Ülkemizin özellikle son yıllarda ekonomi, eğitim, işsizlik gibi birçok konuda sıkıntısı olmasına rağmen yeni bir konu daha eklendi. Uzun zamandır belli aralıklarla gündeme getirilip pişirilen bu konu son zamanlarda gündemdeki yerini pekiştirmiş, neredeyse ülkenin geleceği açısından önemli birçok konuyu sollamış durumda. Tabiki kanal istanbul projsinden bahsediyorum. Destekleyenlerin ve karşı çıkanların arka arkaya açıklamalarının arasında vatandaşlarda her konuda olduğu gibi bu konudada ikiye ayrılmış durumda. Bilimi ve aklı ön plana çıkarıp kararı bilim ve akıl versin diyemeyen yurdum insanı herzamanki gibi siyasi ayrışmanın yönlendirmesiyle şahsi fikirlerini askıya almak zorunda kalıyorlar.
Projenin maliyeti bir yana ekolojik açıdan uğratacağı tahribat zaten bozulan doğa dengesi açısından gelecek adına endişe verici. Günlük siyasi galibiyetler, tarihin tozlu raflarında bunların kimler tarafından yapıldığı gerçeğini ortaya çıkarsada dönüşü olmayan zararlar oluşturabilecek. Çılgın projeler yerine akılcı projeler yapmak en çılgınca şey olabilir aslında. Hiçte hafife alınmayacak maliyet konusuda cabası. 81 ilin tamamına yarar sağlayacak nasıl bir yönü olduğu konusunda ben sağlıklı bir açıklama duyamadım. Toplanan vergilerin dağıtımı konusunda sınıfta kalmış bir hükümetin, yine benzer bir davranış sergilemesine tabiki şaşırmış değilim. Çılgın projeleri seven bir millet olduğumuz bir gerçek. Ancak kanal istanbul gibi özellikle nüfusu milyonlar artıracak bir proje ne denli yararlı bir çılgınlık olabilir ki? Yağan yağmurda suyu emecek toprağın kalmayışı sellere yol açarken, toprağın yoğun olduğu bölgeleri betonlaştırmak ne denli akılcıdır bilemedim. Birde istanbul gibi bir megakentte oranın seçilmiş belediye başkanını yok sayarak yapmaları ayrı bir tartışma konusu. Bunu yapanlarda geçmiş yıllarda seçilmiş belediye başkanlarının o şehrin patronu olduğunu ve herşeyin onun kontrolünde olması gerektiğini söyleyenler.

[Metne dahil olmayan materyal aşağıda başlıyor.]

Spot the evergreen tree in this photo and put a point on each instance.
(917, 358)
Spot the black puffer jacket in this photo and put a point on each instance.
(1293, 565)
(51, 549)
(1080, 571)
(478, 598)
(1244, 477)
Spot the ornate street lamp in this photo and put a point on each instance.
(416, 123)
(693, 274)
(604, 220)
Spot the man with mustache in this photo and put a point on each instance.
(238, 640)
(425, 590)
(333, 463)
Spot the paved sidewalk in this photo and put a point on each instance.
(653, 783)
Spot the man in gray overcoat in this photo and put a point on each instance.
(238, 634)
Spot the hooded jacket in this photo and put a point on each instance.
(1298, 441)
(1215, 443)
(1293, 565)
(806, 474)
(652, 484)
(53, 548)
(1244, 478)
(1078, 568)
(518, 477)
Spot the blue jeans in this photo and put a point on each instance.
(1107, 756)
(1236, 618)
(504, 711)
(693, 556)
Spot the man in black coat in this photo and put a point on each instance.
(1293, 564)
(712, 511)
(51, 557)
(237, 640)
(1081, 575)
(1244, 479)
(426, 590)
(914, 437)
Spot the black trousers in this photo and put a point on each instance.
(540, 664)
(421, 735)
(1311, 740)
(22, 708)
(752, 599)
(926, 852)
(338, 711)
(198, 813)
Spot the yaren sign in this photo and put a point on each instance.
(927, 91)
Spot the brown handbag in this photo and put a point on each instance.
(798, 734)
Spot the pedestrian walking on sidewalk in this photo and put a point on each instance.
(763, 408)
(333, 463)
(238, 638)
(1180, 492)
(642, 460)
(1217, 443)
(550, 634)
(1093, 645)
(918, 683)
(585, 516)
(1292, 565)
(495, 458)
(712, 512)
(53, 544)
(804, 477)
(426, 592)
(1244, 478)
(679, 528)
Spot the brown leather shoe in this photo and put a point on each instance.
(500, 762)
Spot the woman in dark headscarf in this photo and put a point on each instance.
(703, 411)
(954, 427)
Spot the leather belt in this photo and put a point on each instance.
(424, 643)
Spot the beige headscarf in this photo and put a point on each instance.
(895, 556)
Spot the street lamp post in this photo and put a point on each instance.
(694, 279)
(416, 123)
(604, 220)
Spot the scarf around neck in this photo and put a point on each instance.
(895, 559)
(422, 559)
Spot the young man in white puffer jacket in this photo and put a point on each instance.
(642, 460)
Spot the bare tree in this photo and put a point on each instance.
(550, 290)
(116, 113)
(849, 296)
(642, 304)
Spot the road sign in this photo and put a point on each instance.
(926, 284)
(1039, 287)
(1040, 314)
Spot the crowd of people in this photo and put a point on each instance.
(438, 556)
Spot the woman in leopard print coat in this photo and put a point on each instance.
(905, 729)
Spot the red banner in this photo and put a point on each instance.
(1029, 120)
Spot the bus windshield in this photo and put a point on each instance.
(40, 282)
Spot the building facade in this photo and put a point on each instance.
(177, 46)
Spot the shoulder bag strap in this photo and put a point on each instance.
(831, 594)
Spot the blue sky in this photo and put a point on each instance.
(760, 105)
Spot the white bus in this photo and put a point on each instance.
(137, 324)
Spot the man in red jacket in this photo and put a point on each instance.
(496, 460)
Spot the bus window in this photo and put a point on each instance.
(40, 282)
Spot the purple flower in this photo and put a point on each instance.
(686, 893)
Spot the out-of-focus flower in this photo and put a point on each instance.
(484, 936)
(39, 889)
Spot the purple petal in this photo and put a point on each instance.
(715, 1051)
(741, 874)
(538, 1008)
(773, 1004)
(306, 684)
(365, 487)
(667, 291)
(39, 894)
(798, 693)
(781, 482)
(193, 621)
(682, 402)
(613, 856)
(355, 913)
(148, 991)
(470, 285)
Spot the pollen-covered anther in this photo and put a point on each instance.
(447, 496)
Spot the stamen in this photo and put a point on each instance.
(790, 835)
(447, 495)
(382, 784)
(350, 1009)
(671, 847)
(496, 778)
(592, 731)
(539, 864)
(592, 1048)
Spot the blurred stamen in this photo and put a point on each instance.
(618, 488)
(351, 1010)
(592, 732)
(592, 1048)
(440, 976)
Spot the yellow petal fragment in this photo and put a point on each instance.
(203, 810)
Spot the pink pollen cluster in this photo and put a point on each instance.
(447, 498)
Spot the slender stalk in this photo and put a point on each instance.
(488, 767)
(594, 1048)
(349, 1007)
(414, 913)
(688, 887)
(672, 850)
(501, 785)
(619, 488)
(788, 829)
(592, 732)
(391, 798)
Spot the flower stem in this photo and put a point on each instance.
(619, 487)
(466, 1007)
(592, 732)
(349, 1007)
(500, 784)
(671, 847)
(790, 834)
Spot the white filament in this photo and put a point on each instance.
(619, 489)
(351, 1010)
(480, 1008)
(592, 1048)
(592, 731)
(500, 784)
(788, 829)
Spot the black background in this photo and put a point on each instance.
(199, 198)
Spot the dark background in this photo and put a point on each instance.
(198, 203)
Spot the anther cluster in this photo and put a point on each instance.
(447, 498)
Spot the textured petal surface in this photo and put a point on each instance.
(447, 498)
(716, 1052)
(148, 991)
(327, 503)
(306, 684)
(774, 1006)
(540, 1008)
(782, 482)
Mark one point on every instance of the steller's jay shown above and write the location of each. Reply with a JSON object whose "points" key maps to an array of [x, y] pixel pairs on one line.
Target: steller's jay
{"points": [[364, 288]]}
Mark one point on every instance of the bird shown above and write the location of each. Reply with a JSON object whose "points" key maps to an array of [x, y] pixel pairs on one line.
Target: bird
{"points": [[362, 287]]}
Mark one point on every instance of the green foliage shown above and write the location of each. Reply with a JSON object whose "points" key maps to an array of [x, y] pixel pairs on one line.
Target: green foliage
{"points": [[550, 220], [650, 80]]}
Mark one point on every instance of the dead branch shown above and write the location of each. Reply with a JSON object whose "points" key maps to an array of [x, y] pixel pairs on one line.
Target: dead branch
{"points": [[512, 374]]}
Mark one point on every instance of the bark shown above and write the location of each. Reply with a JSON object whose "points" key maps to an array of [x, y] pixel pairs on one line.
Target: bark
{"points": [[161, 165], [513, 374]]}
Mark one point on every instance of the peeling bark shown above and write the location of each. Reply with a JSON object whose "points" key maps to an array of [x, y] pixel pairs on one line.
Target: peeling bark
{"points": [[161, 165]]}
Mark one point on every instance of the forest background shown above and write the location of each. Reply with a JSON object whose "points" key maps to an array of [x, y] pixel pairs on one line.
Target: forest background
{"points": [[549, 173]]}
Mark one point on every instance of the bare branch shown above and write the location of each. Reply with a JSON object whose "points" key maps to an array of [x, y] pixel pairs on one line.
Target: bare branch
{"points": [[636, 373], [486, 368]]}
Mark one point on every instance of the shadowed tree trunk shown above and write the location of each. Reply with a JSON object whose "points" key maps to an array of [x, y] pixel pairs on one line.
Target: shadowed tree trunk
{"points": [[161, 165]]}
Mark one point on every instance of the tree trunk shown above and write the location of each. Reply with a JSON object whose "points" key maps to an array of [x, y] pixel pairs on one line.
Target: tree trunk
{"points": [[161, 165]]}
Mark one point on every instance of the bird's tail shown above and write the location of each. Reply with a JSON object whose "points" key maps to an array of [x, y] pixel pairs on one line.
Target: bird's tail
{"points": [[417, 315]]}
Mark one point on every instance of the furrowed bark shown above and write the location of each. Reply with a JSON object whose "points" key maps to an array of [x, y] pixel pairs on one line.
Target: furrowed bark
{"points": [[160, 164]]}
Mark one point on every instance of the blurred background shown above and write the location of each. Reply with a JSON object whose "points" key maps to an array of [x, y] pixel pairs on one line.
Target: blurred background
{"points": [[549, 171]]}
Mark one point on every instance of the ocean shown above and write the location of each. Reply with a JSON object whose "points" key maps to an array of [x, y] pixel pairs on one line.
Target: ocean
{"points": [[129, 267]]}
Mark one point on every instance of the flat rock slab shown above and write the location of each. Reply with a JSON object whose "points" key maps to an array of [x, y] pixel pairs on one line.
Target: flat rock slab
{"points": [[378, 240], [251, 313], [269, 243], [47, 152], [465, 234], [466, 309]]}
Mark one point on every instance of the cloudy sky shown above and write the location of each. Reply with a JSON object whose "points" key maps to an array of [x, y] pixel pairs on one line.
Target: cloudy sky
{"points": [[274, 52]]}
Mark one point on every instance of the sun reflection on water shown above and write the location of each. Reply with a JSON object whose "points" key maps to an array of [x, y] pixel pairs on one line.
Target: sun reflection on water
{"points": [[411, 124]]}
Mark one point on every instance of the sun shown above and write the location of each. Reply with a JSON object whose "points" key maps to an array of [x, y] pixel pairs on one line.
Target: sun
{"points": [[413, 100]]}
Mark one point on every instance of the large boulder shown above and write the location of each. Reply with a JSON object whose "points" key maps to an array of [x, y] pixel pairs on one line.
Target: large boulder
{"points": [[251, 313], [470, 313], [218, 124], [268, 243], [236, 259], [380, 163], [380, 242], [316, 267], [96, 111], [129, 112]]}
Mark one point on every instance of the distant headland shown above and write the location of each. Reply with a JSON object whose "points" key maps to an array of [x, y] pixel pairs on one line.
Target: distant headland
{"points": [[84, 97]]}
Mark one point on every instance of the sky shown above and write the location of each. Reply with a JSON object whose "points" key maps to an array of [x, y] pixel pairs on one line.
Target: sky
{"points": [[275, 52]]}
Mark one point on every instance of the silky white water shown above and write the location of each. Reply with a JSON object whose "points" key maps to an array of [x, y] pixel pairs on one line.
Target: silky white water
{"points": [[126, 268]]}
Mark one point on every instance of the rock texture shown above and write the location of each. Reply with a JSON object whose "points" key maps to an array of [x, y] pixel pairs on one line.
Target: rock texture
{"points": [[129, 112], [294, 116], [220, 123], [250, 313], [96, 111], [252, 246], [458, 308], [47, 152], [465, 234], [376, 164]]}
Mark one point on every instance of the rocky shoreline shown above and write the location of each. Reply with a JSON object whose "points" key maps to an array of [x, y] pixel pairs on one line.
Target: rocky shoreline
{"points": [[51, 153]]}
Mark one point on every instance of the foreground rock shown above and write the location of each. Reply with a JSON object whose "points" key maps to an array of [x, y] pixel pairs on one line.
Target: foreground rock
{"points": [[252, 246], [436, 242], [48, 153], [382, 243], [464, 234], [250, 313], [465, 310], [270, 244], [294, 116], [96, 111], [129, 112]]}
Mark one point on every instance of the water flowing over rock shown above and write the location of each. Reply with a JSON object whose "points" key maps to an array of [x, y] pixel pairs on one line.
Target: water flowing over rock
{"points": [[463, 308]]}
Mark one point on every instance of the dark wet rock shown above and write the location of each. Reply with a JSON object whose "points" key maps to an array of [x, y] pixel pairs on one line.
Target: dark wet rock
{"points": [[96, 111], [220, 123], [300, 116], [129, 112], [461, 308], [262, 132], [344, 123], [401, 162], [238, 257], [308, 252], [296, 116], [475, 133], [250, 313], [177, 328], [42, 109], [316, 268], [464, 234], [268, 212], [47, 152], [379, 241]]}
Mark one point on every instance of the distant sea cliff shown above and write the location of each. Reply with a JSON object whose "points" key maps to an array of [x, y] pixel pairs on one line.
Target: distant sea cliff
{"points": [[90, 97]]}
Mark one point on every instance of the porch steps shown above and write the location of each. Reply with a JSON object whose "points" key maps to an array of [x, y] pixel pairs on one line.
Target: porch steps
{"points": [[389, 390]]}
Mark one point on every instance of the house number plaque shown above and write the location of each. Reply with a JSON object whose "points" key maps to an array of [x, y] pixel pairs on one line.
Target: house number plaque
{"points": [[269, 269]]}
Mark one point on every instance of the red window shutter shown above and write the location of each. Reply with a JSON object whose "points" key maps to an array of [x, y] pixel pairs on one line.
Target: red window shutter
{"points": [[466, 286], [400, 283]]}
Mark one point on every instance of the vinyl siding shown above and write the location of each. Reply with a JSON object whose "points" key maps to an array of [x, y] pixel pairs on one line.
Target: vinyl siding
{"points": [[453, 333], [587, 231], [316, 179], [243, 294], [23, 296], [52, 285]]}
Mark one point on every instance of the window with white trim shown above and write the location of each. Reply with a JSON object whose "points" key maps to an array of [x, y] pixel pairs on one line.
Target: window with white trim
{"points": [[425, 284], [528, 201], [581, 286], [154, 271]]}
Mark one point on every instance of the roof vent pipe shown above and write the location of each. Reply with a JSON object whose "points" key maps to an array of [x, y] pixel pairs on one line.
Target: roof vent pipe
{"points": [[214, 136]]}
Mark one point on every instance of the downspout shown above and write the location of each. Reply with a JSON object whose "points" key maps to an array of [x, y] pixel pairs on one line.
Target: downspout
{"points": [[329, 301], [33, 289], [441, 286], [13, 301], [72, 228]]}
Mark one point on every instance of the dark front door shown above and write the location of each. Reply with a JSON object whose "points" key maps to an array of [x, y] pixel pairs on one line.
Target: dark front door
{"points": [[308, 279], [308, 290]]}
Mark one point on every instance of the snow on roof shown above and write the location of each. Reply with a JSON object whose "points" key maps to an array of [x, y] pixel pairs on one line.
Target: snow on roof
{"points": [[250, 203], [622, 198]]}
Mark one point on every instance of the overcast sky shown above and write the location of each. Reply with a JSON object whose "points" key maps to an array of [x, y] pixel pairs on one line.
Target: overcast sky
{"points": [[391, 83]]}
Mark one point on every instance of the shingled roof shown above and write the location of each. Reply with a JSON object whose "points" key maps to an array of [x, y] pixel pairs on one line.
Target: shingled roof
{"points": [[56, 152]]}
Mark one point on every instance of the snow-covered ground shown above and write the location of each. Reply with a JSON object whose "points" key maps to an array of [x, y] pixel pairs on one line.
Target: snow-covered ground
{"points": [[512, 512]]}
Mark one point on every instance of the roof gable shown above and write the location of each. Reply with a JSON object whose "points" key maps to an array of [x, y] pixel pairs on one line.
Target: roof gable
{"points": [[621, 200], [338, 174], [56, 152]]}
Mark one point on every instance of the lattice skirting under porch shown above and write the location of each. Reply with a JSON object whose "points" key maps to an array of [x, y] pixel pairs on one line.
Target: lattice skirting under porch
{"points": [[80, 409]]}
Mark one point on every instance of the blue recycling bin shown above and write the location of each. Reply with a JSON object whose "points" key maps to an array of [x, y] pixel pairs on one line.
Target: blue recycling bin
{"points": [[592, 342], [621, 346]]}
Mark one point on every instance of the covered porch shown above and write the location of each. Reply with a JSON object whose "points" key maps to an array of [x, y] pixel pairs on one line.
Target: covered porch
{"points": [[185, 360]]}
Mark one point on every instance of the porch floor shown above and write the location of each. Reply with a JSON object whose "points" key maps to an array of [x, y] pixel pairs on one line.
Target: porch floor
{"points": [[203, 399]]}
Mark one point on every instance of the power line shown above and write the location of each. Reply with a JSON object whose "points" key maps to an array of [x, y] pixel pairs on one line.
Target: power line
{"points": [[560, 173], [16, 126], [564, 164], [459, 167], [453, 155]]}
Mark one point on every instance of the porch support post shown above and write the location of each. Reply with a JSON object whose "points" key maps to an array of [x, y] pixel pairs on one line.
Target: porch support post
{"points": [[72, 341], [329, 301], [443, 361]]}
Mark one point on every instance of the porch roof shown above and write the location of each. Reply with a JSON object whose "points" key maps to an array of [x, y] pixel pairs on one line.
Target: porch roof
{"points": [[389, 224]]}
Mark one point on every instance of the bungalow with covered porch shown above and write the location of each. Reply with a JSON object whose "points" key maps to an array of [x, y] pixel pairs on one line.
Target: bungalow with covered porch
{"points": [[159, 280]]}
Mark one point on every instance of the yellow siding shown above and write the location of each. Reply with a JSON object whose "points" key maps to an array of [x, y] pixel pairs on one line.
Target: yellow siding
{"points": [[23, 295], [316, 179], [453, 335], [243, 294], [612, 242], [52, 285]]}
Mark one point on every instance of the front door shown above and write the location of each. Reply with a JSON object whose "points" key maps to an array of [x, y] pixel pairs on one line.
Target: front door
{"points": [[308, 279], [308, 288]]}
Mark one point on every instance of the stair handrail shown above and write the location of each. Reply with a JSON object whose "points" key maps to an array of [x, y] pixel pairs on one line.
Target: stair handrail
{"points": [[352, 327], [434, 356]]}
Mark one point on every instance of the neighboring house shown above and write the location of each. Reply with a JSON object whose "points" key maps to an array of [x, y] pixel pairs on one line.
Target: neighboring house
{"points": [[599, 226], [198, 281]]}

Tabiki demokrasiyi tren olarak görüp istedikleri durağa gelince inenler, seçilmiş belediye başkanlarını görevden alıp bazılarını istifaya zorladılar. izmir gibi ülkenin 3. büyük şehrinde yapılacak stadın yeri konusundada belediye başkanının trafik uyarılarına rağmen harekete geçip stadı yaptılar. Kısacası bizi şaşırtmayıp gerçekte oldukları gibi davranıyorlar.
Cumhurbaşkanı Erdoğan geçtiğimiz günlerde bu projenin ülkenin geleceği açısından çok önemli bir proje olduğu, hatta milli bir proje olduğu söylendi. Konuyu buradan yola çıkarak ele aldığınızda acaba gerçekten açıklayamayacağı stratejik açıdan önemli birşeyin olabileceğini düşünüyorsunuz. En azından ilk etapta ben öyle düşündüm. Milliyetçi bir kişiliğim olmamasına rağmen, haksızlık etmemek adına o pencereden düşünüp ortaya konan argümanlarla bir değerlendirme yaptım. Milli adı verilmiş stratejik olarak adledilen bir projenin nasıl olması gerektiğini düşünürken, aklıma arazileri kimlerin aldığı geldi. Katarlıların, Kuveytlilerin, Arapların satın aldığı bir projenin kimin millisi olduğu düşündürücü. Bir arap kantonunun kurulmaya çalışıldığı izlenimi veren bu projenin bizler açısından ne kadar yararlı olabileceğini çok fazla düşünmeye gerek yok sanırım. Milli olduğunu iddia edeceğiniz bir proje için yer tespiti yapıldıktan sonra bu bölgelerdeki satışların Türkiye'de doğanlar dışında kimseye yapılamayacağına dair bir kanun çıkarıp bu projeyi açıklasalardı belki bir inandırıcılığı olurdu. Ama bugüne kadar atılan adımlara bakılırsa bu projenin, benim milli projem olmadığı kesin. Sahi bu kimin milli projesi?